2015年04月10日号

野口雨情の童謡


 雪がとけて、水色の明るい空が広がる季節になると、水も温(ぬる)んで来て、子供たちは水遊びを始めた。石けんをこすって水に溶き、割れにくいように松ヤニも入れてシャボン玉を作るのだ。稲わらから稲の茎を抜き出して、それに付けてふくらます。なかなかうまくいかずに、顔の先ですぐにパチンと割れてしまう。それでも、稲わらの管の先に気持ちを集中して、慎重に、静かに静かに息を吹き込んでゆく。慣れてくると5センチ、10センチの大小のシャボン玉が生まれる。それがふわりと浮いて、スーッと飛んでゆくのが何とも気持ち良くてうれしくて、子供たちは一心不乱にシャボン玉を吹いては空を見上げた…。

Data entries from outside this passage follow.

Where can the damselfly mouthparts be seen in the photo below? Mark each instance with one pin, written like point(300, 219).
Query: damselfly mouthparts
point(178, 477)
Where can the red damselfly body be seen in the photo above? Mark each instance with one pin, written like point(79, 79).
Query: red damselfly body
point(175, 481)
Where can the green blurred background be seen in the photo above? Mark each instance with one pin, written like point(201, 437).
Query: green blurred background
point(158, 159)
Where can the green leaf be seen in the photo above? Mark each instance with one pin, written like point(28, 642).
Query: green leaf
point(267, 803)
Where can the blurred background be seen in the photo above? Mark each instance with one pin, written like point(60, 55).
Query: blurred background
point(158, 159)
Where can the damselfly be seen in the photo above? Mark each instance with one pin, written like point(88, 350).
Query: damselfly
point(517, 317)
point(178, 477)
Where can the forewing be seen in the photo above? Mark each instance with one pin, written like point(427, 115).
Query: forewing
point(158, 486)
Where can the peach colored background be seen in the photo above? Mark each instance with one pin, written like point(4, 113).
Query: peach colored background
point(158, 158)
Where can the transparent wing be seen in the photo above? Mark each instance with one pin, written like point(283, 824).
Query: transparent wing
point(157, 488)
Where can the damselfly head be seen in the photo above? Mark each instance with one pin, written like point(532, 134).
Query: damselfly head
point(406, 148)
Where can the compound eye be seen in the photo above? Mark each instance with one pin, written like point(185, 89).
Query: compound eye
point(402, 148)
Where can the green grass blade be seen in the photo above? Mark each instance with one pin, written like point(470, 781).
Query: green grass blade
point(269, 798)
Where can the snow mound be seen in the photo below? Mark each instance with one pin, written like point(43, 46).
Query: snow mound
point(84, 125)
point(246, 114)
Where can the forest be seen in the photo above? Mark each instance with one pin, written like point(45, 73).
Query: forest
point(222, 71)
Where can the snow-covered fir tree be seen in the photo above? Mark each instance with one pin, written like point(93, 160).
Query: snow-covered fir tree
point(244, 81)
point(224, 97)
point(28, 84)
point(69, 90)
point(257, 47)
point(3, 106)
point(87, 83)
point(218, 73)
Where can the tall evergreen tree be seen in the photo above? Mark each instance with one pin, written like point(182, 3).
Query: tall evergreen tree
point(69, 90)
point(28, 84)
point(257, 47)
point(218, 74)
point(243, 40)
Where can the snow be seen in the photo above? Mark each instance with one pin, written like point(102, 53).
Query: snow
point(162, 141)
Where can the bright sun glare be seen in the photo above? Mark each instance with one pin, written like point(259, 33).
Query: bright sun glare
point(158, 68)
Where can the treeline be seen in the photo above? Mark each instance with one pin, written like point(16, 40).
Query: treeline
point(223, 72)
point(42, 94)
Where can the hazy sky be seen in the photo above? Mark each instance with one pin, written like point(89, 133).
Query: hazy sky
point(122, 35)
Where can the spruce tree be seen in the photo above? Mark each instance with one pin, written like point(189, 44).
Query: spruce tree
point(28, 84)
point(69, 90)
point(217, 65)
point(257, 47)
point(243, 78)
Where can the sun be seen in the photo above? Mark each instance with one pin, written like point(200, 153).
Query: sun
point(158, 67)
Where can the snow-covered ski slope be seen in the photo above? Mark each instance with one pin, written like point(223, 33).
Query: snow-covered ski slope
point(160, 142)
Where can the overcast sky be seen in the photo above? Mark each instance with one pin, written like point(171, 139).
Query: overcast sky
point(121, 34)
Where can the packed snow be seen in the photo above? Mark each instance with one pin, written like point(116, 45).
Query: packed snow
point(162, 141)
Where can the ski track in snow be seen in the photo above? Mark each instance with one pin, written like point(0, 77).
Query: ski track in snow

 大正~昭和の初めにかけて、いくつもの童謡を世に送り出した野口雨情(1882・明治15年―1945・昭和20年)という詩人に「しゃぼん玉」(作曲・中山晋平)という歌がある。――♪しゃぼん玉飛んだ。屋根まで飛んだ。屋根まで飛んで、こわれて消えた。/しゃぼん玉消えた。飛ばずに消えた。うまれてすぐに、こわれて消えた。/風、風、吹くな。しゃぼん玉とばそ。(岩波文庫「日本童謡集」より)。

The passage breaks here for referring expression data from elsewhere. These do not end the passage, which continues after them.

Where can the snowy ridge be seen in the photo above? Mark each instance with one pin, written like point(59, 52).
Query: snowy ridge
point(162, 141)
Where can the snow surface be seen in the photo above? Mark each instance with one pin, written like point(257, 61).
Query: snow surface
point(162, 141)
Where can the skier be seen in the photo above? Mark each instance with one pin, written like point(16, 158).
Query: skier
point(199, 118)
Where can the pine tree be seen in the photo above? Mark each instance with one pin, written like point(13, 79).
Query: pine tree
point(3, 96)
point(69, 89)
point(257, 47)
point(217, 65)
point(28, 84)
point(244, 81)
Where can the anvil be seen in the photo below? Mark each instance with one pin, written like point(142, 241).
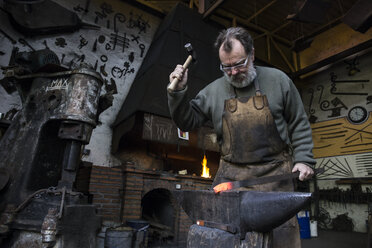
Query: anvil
point(245, 210)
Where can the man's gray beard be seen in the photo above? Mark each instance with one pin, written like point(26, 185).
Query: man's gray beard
point(242, 80)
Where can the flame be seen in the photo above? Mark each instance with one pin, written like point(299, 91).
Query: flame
point(205, 172)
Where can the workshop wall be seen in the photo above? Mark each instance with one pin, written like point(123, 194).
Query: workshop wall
point(116, 50)
point(338, 101)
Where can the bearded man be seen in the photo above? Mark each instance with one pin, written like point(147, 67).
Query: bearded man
point(259, 118)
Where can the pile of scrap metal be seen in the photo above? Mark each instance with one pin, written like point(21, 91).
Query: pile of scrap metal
point(41, 153)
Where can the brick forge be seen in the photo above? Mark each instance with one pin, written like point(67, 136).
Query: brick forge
point(126, 193)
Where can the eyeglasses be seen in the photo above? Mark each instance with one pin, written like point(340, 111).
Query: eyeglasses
point(237, 66)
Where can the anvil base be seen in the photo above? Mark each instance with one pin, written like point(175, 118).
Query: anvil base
point(205, 237)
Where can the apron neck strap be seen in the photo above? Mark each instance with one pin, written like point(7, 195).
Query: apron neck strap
point(256, 86)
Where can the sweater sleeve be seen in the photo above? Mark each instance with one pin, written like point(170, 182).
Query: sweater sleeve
point(187, 115)
point(299, 130)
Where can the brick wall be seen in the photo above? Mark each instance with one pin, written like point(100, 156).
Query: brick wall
point(106, 186)
point(117, 193)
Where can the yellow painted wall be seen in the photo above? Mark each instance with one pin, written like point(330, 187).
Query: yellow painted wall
point(340, 137)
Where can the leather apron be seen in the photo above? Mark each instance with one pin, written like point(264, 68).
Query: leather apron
point(252, 147)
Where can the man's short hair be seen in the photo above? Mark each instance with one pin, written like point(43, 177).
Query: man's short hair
point(238, 33)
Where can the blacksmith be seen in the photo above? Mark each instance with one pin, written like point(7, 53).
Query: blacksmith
point(259, 119)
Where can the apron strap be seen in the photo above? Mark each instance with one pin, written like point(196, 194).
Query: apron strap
point(233, 93)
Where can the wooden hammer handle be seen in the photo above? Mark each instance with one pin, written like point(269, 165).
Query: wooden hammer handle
point(172, 86)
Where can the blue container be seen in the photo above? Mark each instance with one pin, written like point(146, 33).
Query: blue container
point(304, 222)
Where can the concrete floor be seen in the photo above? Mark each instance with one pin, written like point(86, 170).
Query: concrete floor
point(333, 239)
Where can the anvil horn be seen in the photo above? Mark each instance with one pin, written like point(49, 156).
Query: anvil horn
point(247, 210)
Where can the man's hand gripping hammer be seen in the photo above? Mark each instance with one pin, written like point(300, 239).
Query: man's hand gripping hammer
point(172, 86)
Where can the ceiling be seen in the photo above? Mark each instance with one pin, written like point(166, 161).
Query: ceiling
point(267, 17)
point(285, 26)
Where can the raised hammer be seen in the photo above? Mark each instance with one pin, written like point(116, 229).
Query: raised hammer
point(172, 86)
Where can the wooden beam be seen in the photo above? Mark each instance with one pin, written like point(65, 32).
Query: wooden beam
point(281, 27)
point(282, 55)
point(260, 11)
point(210, 9)
point(146, 3)
point(234, 22)
point(268, 48)
point(253, 26)
point(337, 57)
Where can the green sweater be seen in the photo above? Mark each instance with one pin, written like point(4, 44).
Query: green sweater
point(284, 100)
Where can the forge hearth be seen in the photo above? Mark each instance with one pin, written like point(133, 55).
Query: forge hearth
point(126, 193)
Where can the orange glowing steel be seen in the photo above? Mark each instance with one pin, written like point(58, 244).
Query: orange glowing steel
point(205, 172)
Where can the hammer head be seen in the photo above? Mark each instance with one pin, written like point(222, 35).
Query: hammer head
point(190, 51)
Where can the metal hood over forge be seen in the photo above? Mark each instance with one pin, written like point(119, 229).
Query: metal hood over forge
point(149, 89)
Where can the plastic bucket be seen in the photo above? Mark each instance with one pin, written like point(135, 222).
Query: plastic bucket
point(313, 228)
point(304, 222)
point(120, 237)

 野口雨情は北海道と縁が深い。故郷の現・北茨城市の雨情年表には、1907・明治40年「新聞記者として北海道へ渡り、札幌の『北鳴新報社』入社、石川啄木と知友となる」とある。啄木とともに小樽日報社に入り、さらに北海道新聞社(その当時は「北海タイムス」)、室蘭新聞社、胆振新報社、北海旭新聞社など、北海道で2年余り、妻を連れて新聞社6社を転々としたという。「予の現在有(も)つてゐる新聞編輯に関する多少の知識も、野口君より得た事が土台になつてゐる。」=「悲しき思出」(野口雨情君の北海道時代)=と啄木は書いている。明治40年、札幌で生まれたばかりの長女みどりが生後8日で亡くなる。その時の心情が後年になって詩に写し出されたのが、「しゃぼん玉」だともいわれている。


 「青い眼の人形」「あの町この町」「雨降りお月さん」「黄金虫」「十五夜お月さん」「証城寺の狸囃子」「七つの子」「兎のダンス」…すべて野口雨情が作詞した童謡だ。♪赤い靴 はいてた 女の子 異人さんに つれられて 行っちゃった――と歌う「赤い靴」(作曲・本居長世)は、北海道時代の友人の身内にあった実話が元になっているという。童謡と少し趣が異なるが、♪俺は河原の枯れすすき…の「船頭小唄」や、「波浮(はぶ)の港」なども雨情の手になる。


 どこかにもの悲しさを感じさせる野口雨情の童謡には、世の中の苦しみ、悲しみをじっと見つめる詩人の姿が影絵となって浮かび上がる。きっと、それが100年以上も人々の心をとらえて来たのかも知れない。